Siyaset arenasında yalan yanlış konuşarak dost kazanmaktansa, doğruları söyleyerek düşman kazanmak her aday adayının ilkesi olmalıdır. İftira ve gerçek dışı söylemlerle rakiplerini itibarsızlaştırarak öne çıkmaya çalışanlar, "Keser döner sap döner gün gelir hesap döner." deyimindeki gibi öyle bir zaman gelir ki o sözlerinin altında ezilir, utancından toplumun yüzüne bakamaz bin pişman olur.
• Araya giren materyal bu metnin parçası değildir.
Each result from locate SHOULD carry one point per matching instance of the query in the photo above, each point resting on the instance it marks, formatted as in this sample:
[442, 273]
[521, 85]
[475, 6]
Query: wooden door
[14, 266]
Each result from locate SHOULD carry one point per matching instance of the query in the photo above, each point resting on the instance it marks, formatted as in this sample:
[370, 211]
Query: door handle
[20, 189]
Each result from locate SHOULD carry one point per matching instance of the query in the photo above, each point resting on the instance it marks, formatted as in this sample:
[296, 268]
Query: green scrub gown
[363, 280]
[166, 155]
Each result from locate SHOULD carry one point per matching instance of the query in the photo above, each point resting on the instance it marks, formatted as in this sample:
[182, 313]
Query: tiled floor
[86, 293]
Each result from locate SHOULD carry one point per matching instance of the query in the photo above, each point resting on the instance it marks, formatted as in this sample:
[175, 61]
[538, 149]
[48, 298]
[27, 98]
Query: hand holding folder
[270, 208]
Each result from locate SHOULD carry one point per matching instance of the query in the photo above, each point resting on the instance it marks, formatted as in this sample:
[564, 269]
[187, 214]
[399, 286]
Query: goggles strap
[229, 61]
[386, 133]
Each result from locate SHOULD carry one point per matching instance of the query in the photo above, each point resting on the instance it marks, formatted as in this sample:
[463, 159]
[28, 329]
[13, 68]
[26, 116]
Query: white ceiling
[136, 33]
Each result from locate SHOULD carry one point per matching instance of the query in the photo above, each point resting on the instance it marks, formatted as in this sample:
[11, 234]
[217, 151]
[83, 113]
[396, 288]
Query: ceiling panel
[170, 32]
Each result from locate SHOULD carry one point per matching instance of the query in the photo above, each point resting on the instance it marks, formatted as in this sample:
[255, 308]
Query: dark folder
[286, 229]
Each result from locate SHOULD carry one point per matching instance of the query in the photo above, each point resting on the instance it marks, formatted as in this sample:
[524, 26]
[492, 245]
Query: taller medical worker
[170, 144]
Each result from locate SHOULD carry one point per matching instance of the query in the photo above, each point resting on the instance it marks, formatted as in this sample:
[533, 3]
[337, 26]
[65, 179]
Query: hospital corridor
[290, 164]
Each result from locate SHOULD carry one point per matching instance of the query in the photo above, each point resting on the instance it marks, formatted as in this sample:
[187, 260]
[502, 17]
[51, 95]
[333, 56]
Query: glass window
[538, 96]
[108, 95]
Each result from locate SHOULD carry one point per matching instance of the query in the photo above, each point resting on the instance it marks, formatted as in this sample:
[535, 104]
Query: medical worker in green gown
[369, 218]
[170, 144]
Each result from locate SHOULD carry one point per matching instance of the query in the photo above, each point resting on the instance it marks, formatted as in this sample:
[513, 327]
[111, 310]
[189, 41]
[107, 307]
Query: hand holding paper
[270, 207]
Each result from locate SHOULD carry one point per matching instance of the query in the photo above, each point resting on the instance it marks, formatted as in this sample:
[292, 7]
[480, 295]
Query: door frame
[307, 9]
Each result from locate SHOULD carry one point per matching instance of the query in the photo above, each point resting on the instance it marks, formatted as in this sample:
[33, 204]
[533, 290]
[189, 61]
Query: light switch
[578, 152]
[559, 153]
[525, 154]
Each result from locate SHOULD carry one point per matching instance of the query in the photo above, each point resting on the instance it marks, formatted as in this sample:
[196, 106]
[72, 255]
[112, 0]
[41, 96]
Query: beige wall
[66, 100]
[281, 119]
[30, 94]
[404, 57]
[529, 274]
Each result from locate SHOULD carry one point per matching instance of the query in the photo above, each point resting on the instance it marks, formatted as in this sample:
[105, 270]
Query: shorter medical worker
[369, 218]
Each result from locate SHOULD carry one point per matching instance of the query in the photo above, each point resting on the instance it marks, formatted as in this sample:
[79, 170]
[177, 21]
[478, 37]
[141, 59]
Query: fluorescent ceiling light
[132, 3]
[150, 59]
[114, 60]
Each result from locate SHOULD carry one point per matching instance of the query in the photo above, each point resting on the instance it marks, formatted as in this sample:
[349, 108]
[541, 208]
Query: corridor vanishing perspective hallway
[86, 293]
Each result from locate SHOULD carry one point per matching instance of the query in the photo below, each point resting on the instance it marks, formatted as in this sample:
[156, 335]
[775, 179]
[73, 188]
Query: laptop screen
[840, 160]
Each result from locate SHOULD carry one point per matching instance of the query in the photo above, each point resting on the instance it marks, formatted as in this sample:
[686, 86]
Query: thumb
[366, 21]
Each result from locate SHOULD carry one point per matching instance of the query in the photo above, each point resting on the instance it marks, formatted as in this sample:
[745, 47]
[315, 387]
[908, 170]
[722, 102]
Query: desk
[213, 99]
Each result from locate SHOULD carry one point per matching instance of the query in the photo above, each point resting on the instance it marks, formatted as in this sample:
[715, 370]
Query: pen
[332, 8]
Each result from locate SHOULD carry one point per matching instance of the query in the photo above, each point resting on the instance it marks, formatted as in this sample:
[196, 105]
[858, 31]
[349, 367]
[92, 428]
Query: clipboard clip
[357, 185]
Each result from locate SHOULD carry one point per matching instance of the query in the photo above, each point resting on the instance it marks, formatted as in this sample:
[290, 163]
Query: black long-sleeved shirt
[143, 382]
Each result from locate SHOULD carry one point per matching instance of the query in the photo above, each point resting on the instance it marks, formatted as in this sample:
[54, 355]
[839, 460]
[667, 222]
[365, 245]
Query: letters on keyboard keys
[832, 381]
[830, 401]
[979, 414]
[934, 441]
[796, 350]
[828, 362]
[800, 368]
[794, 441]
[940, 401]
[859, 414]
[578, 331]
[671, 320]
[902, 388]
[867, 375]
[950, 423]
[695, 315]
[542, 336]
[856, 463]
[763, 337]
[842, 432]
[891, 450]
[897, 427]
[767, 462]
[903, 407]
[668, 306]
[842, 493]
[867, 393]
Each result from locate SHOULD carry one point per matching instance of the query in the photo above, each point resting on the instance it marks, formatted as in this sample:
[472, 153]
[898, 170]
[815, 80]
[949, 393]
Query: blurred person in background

Bir de söylenmesi gereken doğruların, söylenmesinin ve söylenmemesinin geç kalındığı anlar, akıp giden bir pınarın suyu gibi bir daha geri gelmez ve "Keşke"ler anlamını yitirir. Kırıp dökülen kalplerde açtığı yaranın sızısı yıllarca unutulmaz
Aday adaylığı için şimdiden kapımızı çalmaya başlayan sevgili dostlarımız, aday adaylığı sürecinde kendilerini ifade ederken, sevgi, saygı dilini kullanmalıdır. Uydurulmuş, gerçek dışı efsanelerden söz etmemelidir. Kimsenin onuruna, kişiliğine, ailesinin kutsallığına dil uzatmamalıdır. Gönülleri yaralayıcı sözlerden kaçınmalıdır..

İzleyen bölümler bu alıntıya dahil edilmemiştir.